An internal investigation requested by Melissa Meeker, the executive director of the South Florida Water Management District, concludes that neither she nor her staff did any wrong in awarding a billboard contract to her former business partner — who is also a former board member.
“We found no evidence of Executive Director collusion with any district staff or external parties or coercion regarding the (billboard) solicitation,” wrote J. Timothy Beirnes, the district’s inspector general in his 10-page report released on Monday. “We found no indication that the Executive Director was involved in the vendor selection process or in any way attempted to interfere with the process.”
Authority to erect digital billboards on district land came in a last-minute provision added to a larger funding bill on March 9, 2012. Public records do not identify who inserted the billboard provision into the funding bill.
Harkley Thornton, an Orlando billboard executive and former district board member and business partner of Meeker, denied any involvement. Dean Cannon, Thornton’s friend and Speaker of the House when the law passed, also denied knowledge. So did Meeker. However, at its July 12, 2012 board meeting — 12 days after law went into effect — billboards were on the board’s agenda.

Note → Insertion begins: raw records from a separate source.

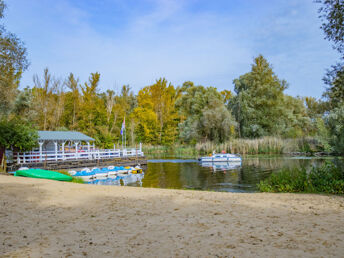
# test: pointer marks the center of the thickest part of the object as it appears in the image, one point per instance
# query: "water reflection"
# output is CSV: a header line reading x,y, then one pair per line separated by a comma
x,y
221,166
190,174
130,180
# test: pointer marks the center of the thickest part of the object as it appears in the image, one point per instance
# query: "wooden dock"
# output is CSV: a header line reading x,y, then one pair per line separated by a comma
x,y
81,163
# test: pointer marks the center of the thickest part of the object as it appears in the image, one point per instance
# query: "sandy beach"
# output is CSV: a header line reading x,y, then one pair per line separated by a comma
x,y
42,218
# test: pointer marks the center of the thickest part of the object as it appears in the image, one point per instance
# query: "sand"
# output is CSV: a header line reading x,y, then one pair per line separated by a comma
x,y
42,218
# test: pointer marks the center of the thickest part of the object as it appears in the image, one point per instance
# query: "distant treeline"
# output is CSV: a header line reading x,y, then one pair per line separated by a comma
x,y
162,113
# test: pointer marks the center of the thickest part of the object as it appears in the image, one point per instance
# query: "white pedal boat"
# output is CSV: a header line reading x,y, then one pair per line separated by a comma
x,y
223,157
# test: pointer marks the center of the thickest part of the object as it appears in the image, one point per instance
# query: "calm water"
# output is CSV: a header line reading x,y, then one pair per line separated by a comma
x,y
190,174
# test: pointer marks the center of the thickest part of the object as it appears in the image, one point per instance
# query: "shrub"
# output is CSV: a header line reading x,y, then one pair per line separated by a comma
x,y
329,178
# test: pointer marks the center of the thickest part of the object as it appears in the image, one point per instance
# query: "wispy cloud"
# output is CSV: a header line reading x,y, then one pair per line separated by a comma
x,y
136,42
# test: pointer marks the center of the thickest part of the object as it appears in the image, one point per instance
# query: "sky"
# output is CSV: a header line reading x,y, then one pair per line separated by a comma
x,y
136,42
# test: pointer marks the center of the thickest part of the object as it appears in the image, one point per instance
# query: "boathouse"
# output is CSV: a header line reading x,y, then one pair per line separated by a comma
x,y
69,147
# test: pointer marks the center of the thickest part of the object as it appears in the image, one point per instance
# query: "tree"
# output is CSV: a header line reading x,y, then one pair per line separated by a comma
x,y
257,105
155,116
49,99
17,135
13,61
203,114
332,14
335,122
72,101
92,113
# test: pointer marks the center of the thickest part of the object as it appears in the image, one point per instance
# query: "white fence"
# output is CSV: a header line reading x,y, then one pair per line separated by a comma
x,y
36,156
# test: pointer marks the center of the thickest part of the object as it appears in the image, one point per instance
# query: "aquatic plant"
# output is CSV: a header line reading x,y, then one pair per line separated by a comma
x,y
328,178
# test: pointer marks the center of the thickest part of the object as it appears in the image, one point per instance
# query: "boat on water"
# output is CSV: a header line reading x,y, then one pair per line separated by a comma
x,y
221,157
221,166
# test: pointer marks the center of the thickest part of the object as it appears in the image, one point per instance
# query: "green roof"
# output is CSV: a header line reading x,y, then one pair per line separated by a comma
x,y
63,136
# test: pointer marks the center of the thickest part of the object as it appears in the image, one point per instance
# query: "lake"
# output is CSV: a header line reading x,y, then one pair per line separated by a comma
x,y
190,174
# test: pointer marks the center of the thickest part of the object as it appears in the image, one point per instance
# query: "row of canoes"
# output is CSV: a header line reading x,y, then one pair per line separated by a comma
x,y
101,173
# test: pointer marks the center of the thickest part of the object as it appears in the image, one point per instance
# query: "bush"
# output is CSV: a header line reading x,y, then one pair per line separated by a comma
x,y
329,178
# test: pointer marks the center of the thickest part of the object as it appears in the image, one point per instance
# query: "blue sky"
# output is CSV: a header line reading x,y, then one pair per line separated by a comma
x,y
208,42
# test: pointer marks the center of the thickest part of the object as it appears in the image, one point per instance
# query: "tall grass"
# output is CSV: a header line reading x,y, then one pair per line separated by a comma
x,y
264,145
328,178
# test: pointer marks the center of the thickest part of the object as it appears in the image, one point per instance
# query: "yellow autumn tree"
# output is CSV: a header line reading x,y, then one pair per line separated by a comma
x,y
155,115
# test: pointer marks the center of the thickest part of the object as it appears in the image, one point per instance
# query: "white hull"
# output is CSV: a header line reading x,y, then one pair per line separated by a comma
x,y
225,159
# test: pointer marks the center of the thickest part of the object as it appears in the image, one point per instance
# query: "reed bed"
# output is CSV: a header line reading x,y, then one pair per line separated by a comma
x,y
264,145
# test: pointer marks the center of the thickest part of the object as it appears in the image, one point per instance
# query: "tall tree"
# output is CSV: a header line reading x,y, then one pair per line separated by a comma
x,y
13,61
158,117
332,14
72,101
203,113
257,105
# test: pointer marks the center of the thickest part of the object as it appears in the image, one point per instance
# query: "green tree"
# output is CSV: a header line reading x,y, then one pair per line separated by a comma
x,y
72,102
155,115
16,135
13,61
257,105
203,114
332,14
92,112
335,122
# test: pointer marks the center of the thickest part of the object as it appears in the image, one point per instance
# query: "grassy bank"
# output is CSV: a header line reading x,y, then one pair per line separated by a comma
x,y
329,178
265,145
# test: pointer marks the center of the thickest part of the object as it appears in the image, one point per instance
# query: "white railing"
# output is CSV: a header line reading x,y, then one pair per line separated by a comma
x,y
35,156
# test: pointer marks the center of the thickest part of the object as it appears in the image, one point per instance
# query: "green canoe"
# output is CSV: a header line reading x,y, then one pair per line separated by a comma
x,y
41,173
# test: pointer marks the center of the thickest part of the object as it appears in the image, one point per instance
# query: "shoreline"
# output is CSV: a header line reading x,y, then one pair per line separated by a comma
x,y
41,217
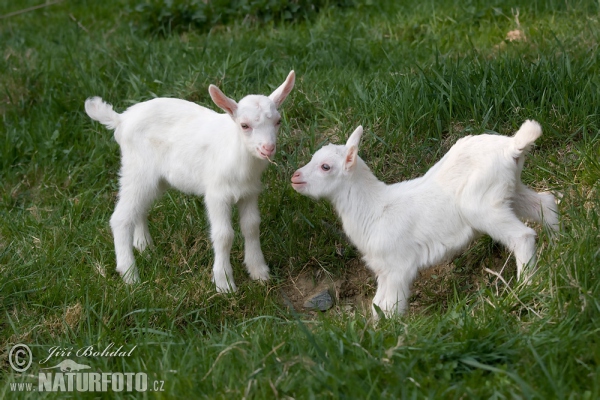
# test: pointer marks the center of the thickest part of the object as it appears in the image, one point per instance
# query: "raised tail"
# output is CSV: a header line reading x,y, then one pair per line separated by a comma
x,y
526,135
100,111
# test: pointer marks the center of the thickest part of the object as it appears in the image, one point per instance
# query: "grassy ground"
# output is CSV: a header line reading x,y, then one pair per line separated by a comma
x,y
417,76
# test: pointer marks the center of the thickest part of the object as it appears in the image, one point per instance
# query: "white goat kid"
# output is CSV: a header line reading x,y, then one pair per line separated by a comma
x,y
175,143
474,189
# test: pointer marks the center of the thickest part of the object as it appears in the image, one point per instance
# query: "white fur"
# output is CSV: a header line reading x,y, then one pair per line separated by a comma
x,y
175,143
400,228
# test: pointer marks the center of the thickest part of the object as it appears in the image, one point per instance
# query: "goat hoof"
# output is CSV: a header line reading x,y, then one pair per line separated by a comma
x,y
130,276
260,274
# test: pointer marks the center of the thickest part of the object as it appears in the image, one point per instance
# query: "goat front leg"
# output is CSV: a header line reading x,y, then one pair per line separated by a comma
x,y
221,231
250,224
393,291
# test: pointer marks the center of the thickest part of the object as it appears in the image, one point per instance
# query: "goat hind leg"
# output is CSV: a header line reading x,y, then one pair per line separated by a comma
x,y
539,207
504,226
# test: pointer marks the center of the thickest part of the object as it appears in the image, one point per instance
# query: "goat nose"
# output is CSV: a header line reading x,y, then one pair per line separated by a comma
x,y
269,148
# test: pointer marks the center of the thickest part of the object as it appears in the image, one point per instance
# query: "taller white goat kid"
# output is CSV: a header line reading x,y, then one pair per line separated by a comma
x,y
175,143
474,189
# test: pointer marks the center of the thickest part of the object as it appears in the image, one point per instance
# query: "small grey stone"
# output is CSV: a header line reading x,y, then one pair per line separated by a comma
x,y
320,301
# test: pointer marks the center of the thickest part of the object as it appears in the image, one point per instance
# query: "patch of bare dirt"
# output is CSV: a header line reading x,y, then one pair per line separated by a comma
x,y
354,290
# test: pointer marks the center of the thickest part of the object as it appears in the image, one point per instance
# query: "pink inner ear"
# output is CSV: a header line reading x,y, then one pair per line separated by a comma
x,y
351,156
223,101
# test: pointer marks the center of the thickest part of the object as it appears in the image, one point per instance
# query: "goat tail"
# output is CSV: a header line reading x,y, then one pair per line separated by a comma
x,y
100,111
526,135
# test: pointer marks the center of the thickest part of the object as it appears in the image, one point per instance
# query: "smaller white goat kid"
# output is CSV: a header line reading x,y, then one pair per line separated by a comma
x,y
176,143
474,189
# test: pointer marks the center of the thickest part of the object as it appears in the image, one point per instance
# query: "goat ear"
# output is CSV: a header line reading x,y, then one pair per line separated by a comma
x,y
351,156
354,139
228,105
280,94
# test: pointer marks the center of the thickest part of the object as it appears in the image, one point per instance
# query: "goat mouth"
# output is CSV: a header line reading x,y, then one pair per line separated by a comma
x,y
264,155
298,185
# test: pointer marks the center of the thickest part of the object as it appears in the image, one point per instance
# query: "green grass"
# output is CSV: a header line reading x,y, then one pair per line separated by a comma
x,y
417,75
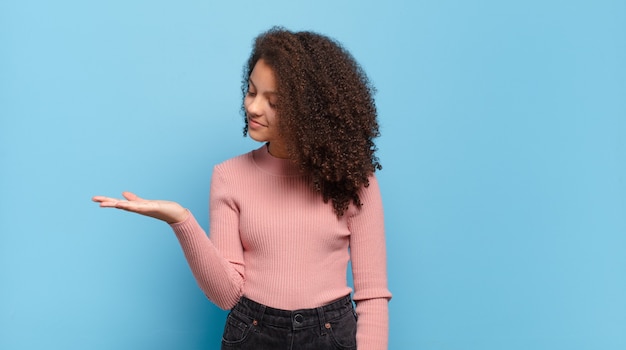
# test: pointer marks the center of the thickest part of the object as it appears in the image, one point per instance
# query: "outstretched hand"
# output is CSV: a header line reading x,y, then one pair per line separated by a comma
x,y
170,212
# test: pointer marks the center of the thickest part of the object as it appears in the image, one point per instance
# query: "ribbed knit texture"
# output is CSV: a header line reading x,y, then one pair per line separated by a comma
x,y
274,240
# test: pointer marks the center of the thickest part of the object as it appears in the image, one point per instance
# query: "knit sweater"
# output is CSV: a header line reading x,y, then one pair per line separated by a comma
x,y
275,241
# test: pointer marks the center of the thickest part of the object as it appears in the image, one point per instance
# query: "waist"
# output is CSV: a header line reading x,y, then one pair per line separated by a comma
x,y
294,319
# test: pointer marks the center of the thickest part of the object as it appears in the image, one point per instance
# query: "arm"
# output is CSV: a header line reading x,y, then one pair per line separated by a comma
x,y
369,270
217,263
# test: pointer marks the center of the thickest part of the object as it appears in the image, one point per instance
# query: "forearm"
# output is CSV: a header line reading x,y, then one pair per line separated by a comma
x,y
372,324
220,279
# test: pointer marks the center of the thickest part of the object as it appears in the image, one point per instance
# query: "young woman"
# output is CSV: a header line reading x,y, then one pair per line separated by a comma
x,y
286,218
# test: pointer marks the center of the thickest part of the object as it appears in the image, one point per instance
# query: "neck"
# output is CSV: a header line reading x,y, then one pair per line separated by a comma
x,y
277,151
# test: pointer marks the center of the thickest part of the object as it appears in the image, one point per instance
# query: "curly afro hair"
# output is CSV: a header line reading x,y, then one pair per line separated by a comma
x,y
326,111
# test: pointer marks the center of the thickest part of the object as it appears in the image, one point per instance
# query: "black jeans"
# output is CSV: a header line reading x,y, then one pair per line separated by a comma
x,y
251,325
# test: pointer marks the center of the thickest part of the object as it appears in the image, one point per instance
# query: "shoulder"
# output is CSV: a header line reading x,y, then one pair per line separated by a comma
x,y
236,164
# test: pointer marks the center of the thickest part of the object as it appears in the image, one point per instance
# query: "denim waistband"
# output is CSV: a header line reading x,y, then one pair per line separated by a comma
x,y
296,319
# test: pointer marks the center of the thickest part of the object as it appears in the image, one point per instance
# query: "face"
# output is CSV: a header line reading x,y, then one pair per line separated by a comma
x,y
260,104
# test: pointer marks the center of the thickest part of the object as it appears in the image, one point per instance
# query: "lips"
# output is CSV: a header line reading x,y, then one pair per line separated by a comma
x,y
255,124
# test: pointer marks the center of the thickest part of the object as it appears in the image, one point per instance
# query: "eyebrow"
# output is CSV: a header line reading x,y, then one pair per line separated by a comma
x,y
267,92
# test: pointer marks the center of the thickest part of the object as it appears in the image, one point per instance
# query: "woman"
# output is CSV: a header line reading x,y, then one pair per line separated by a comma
x,y
286,218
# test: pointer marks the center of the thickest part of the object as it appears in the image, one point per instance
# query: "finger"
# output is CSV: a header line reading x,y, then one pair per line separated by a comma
x,y
130,196
103,199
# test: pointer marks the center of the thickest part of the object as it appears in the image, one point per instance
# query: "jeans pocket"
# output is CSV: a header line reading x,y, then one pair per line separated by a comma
x,y
343,331
236,329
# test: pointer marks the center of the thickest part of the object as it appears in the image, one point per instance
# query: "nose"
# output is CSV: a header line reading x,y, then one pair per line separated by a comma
x,y
253,106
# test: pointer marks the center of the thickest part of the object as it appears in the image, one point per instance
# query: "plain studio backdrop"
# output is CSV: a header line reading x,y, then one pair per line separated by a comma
x,y
503,145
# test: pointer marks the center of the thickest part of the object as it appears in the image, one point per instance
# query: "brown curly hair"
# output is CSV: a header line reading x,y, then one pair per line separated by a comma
x,y
326,111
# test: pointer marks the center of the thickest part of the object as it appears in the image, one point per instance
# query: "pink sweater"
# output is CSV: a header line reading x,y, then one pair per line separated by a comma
x,y
274,240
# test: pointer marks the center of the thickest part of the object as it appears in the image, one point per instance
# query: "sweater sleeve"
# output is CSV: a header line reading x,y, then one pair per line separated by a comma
x,y
369,270
217,262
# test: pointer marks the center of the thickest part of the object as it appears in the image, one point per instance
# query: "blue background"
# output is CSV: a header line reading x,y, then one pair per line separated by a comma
x,y
503,147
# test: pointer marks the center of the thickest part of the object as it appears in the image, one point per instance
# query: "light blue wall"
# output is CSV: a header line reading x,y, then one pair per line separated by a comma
x,y
504,127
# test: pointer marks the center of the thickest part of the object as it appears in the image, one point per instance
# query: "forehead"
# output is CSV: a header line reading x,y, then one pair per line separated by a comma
x,y
262,76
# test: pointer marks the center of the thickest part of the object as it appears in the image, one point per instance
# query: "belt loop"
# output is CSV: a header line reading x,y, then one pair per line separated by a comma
x,y
257,310
322,319
260,314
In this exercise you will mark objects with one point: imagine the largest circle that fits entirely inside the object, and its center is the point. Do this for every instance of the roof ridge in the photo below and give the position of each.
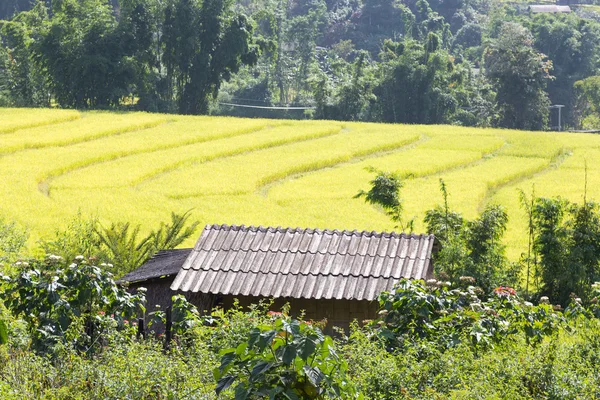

The district initially sought one firm to erect billboards. The Lamar Company won the top ranking. But after learning the district would split the contract with the second-ranked firm — Thornton’s Florida Communication Advisors — Lamar filed a complaint, claiming FCA did not have enough experience and financial wherewithal and that “it is well known” that Thornton was a “former longtime member of the district’s governing board.”
On Feb. 5 the district dropped its billboard program amid a flood of criticism that followed a Post article on Jan. 20. Still, Meeker asked for an investigation because the article “implied that she was inappropriately involved in the selection of Florida Communication Advisors,” Beirnes wrote.
In his investigation, Beirnes interviewed Meeker, the district’s procurement staff and members of the selection committee. He also reviewed solicitation and bid documents and state ethics rules. Beirnes does not say whether he interviewed Thornton, officials with The Lamar Company or inquired about who placed billboards on the July 12, 2012 board agenda.
“The scope of our investigation did not include the inferences of secrecy and influence involving how OPIS (Outdoor Public Information System) was enacted into law,” Beirnes wrote.